Four years into a five-year degree program he’d never complete, Llewellyn lit out for California in 1968 to study nature photography with Imogen Cunningham. She was part of a circle of 20th-century masters, Ansel Adams among them, who delved in the vérité of large-format cameras, seemingly infinite depth of field, exacting composition and near obsession with detail.
It gave Llewellyn a new way of seeing the natural world. As he puts it, “I became a photographer because that was another way to find out how things work.”
That’s only one of several reasons we selected (begged, really) Llewellyn to photograph this issue’s cover story on the Dell. Like Llewellyn himself, that botanical oasis across Emmet Street from the UVA Bookstore embodies the fusion of engineering and art. As senior editor Diane J. McDougall reports, the Dell is form following function. UVA couldn’t erect John Paul Jones Arena as we know it until it conquered decades-long stormwater issues almost a mile upstream. Beautiful green space solved a not-so-pretty engineering problem.

Llewellyn and McDougall teamed up on last fall’s popular cover story showcasing the trees of Grounds, another reason we called him for this year’s nature shoot. In some respects, this was the tougher assignment. While last year we could point with specificity to our story subjects—the Yulan magnolia behind the Rotunda, for example—this year we charged Llewellyn with making wide open spaces compelling.

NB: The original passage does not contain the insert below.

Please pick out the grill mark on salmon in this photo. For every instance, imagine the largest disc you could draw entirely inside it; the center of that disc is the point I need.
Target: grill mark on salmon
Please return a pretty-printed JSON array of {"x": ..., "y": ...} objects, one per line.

He welcomed the challenge. “Well, it’s not the Rotunda,” he says, “and it’s pretty minimalist.” It drew on his training with Cunningham and the art of selecting just the right elements to compose each frame.
Llewellyn says he approaches each assignment without preconception, as if he just landed from a different planet. “‘Wow’ is just what humans say when they see something new,” he says. Having stalked his subject over several days, at different hours of day and in changeable weather, for him the wow factor of the Dell shoot was time of day. Conventional practice favors dusk and dawn. “‘Photographers should be asleep at noon.’ I’ve never agreed with that,” he says.
When you go to our story and see Llewellyn’s favorite frames—the ones with cottony clouds against deep midday skies, all reflected among the lily pads—you’ll understand why.